Do domu bogatego małżeństwa wtargnęli rabusie.
- Złoto jest? - pytają.
- Jest - mówi mąż - 100 kg.
- To nie gadaj, tylko dawaj!
Mąż odwraca się w stronę sypialni i głośno woła:
- Krysiu, złoto moje, wstawaj!

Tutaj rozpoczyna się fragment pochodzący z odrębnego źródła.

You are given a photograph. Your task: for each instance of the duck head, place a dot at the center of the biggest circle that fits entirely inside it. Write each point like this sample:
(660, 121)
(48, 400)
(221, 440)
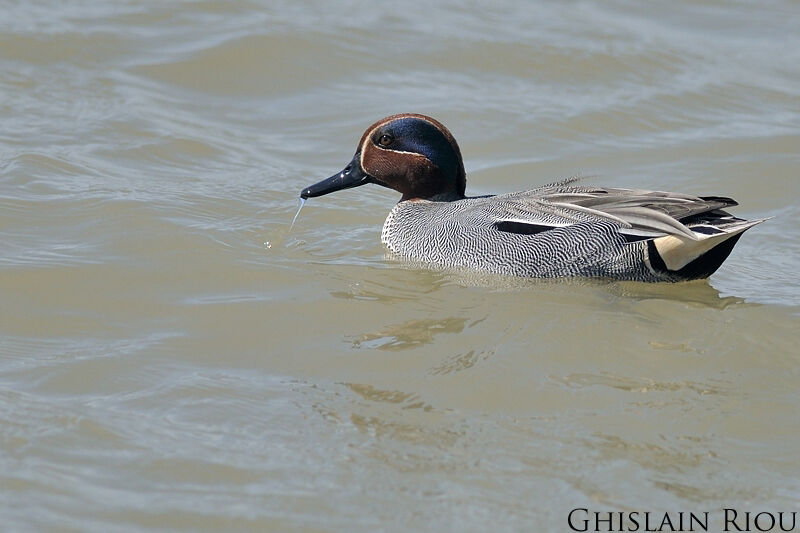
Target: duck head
(412, 154)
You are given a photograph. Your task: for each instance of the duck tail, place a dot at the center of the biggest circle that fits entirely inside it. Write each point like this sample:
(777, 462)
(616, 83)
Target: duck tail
(685, 259)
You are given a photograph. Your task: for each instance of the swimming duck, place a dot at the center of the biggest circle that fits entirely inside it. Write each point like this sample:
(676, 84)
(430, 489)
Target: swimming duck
(557, 230)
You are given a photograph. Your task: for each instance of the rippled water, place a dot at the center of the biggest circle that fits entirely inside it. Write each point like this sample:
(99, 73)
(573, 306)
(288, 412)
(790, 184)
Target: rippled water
(172, 357)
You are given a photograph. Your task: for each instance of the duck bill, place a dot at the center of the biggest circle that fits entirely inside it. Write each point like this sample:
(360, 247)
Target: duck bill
(352, 176)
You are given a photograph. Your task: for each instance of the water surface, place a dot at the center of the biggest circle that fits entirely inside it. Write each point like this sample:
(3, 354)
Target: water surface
(173, 358)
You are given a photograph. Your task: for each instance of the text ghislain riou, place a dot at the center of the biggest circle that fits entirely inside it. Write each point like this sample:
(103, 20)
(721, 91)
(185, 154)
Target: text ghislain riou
(582, 519)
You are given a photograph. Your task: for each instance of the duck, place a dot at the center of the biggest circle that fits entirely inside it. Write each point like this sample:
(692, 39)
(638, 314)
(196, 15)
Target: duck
(558, 230)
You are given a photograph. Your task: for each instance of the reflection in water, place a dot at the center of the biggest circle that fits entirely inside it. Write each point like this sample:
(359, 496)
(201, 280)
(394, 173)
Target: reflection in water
(461, 361)
(368, 392)
(634, 384)
(699, 293)
(409, 334)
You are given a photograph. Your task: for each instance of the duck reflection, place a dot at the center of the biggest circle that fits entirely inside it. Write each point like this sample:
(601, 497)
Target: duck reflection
(409, 334)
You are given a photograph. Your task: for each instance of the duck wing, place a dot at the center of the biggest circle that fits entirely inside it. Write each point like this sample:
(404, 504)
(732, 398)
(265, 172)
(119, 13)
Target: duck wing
(639, 214)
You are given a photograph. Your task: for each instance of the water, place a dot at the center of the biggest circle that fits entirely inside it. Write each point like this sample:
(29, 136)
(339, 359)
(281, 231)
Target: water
(172, 358)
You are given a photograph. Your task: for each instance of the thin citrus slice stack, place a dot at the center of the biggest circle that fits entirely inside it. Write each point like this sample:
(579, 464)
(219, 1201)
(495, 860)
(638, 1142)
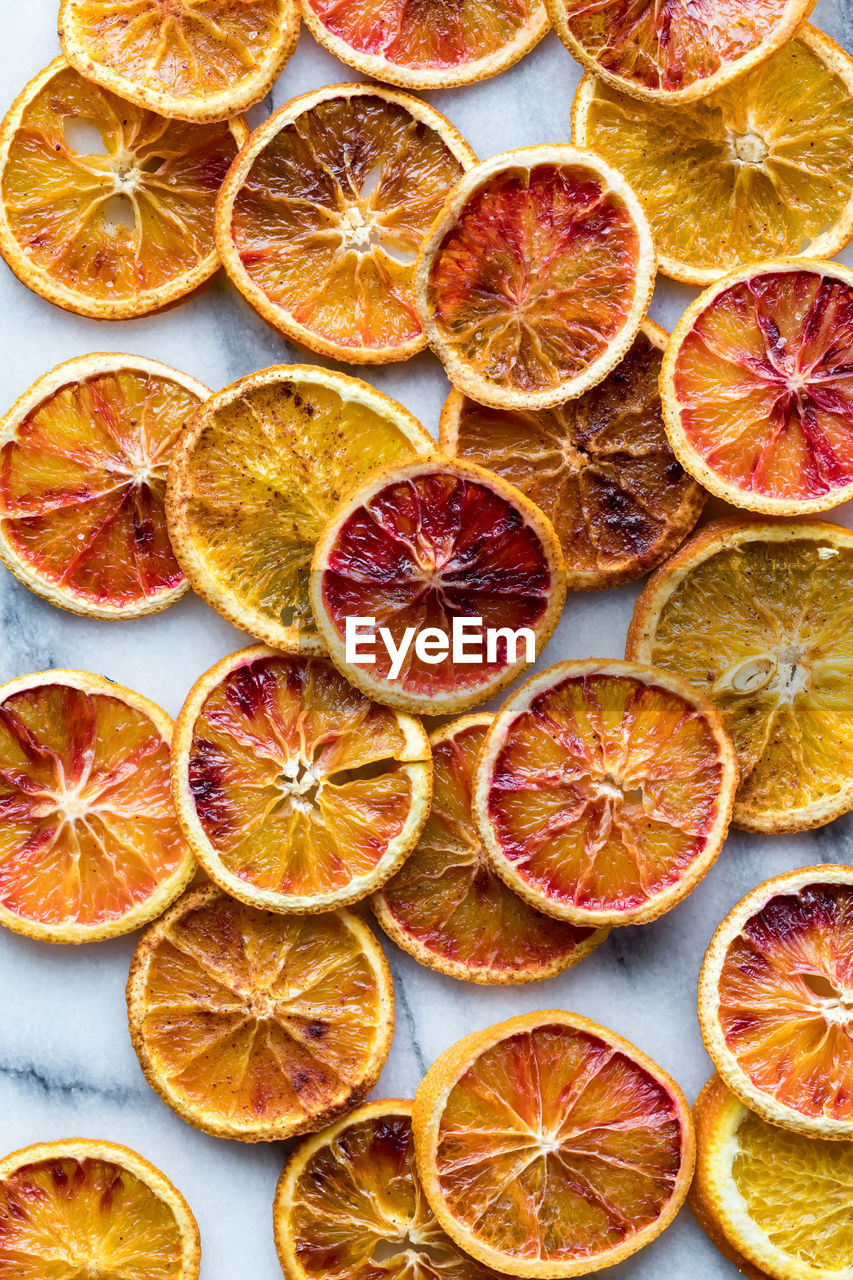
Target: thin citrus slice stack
(83, 457)
(550, 1147)
(778, 1201)
(108, 209)
(758, 617)
(255, 1025)
(448, 909)
(534, 278)
(296, 792)
(187, 59)
(603, 791)
(420, 553)
(760, 169)
(322, 215)
(90, 844)
(256, 474)
(77, 1208)
(756, 388)
(600, 467)
(776, 1001)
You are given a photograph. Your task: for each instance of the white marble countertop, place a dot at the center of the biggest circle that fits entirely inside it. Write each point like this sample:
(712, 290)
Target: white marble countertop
(65, 1061)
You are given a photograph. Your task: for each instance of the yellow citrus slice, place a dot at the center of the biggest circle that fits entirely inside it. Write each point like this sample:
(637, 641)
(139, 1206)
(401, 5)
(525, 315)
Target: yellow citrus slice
(296, 791)
(255, 475)
(600, 467)
(776, 1001)
(420, 552)
(187, 59)
(322, 215)
(760, 169)
(534, 278)
(81, 1207)
(758, 617)
(83, 458)
(90, 844)
(550, 1147)
(256, 1025)
(108, 209)
(778, 1200)
(448, 909)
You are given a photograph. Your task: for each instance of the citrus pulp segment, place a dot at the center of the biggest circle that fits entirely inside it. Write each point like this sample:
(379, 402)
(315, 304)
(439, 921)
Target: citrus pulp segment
(320, 218)
(758, 618)
(550, 1147)
(760, 169)
(600, 467)
(90, 844)
(418, 548)
(256, 1025)
(296, 791)
(448, 909)
(108, 209)
(256, 474)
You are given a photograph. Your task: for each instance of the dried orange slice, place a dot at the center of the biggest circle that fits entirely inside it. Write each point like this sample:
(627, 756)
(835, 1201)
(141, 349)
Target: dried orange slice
(758, 617)
(603, 791)
(256, 474)
(420, 552)
(600, 467)
(195, 62)
(760, 169)
(90, 844)
(320, 218)
(756, 388)
(448, 909)
(534, 278)
(83, 1207)
(548, 1146)
(256, 1025)
(106, 209)
(83, 457)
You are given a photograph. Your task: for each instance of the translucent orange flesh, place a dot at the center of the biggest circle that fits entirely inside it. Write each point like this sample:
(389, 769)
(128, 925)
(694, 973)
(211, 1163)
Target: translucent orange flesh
(89, 831)
(332, 214)
(67, 1219)
(605, 791)
(553, 1146)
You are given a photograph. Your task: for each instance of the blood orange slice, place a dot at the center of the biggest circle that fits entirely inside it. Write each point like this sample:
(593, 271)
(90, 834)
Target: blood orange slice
(550, 1147)
(83, 458)
(255, 1025)
(418, 551)
(603, 791)
(90, 844)
(448, 909)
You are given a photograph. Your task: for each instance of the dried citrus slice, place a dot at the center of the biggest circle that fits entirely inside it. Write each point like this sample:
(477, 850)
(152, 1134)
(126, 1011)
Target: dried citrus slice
(187, 59)
(259, 470)
(548, 1146)
(418, 553)
(296, 791)
(603, 791)
(778, 1200)
(256, 1025)
(106, 209)
(760, 169)
(600, 467)
(448, 909)
(320, 218)
(90, 844)
(83, 457)
(758, 617)
(534, 278)
(77, 1208)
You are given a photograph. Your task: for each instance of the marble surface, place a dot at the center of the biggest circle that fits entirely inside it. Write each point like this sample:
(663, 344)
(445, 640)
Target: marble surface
(65, 1061)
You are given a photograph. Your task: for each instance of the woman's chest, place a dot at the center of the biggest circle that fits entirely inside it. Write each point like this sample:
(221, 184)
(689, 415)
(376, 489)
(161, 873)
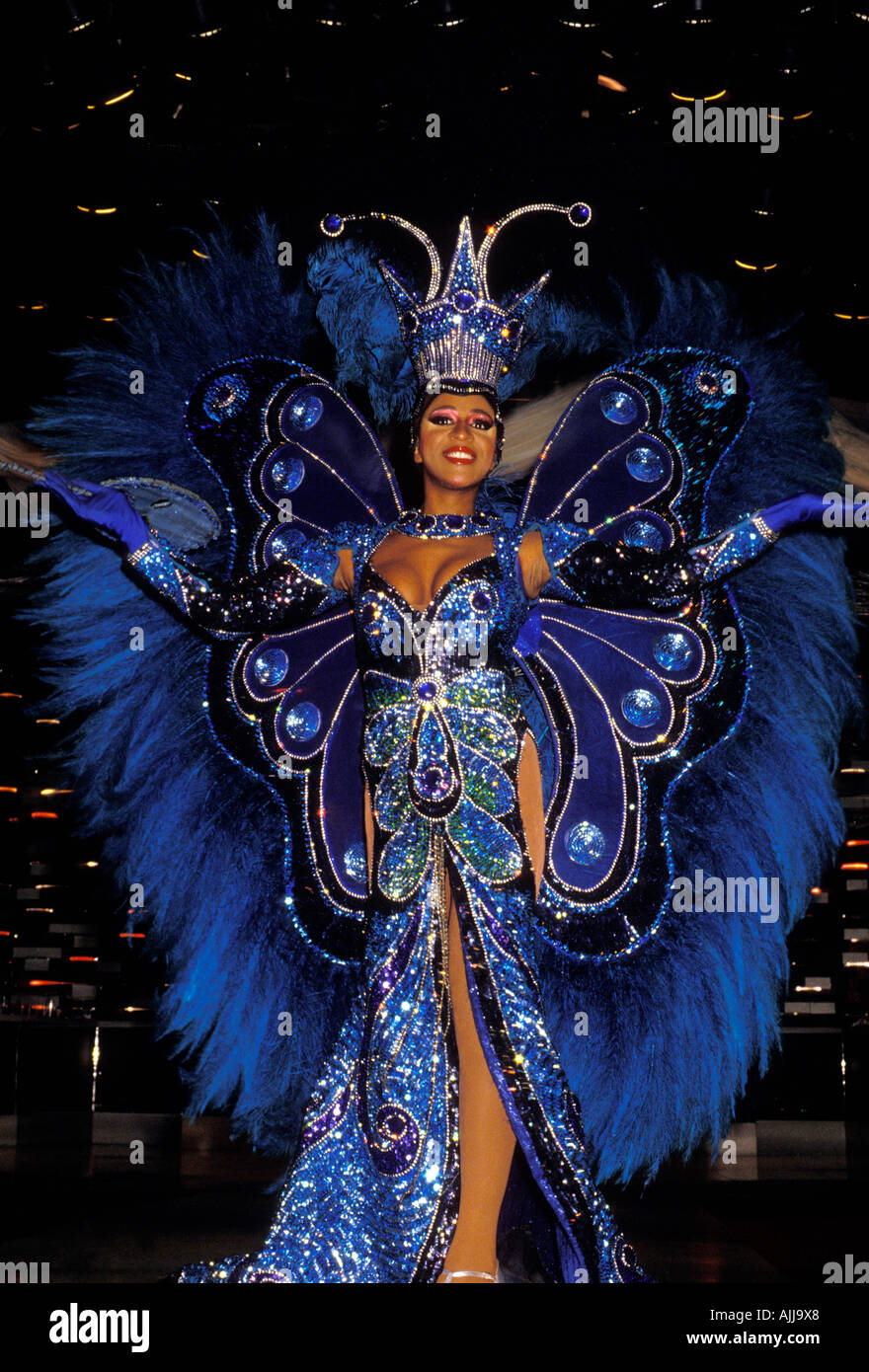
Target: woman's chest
(419, 570)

Panowie przyszli po ciebie!

Szymonnowak
Posty: 2
Rejestracja: pn 08 lip, 2013 19:05

Re: Dowcipy

Post autor: Szymonnowak » wt 16 mar, 2021 20:28

Dziadek dał Jasiowi 20 zł na urodziny.
Mama obserwuje Jasia, wreszcie mówi:
- Jasiu, podziękuj dziadziusiowi.
- Ale jak?
- Powiedz tak, jak ja mówię, gdy tatuś daje mi pieniążki.
Jasiu zwraca się do dziadzia:
- Czemu tak mało?



kraków sklep z piwem



Jest lekcja.
Pani bawi się z dziećmi w zgadywanki.
Dzieci zadają Pani zagadki, a Pani stara się odpowiedzieć, w miarę swych (skromnych) możliwości.
Przychodzi kolej na Jasia.
Jaś wstaje i pyta:
- Co to jest: długi, czerwony i często staje?
Pani zaczerwieniona na buzi woła:
- Jasiu, jak Ty możesz takie świństwa...
A Jaś na to radośnie:
- To autobus, proszę Pani, ale podoba mi się Pani tok myślenia!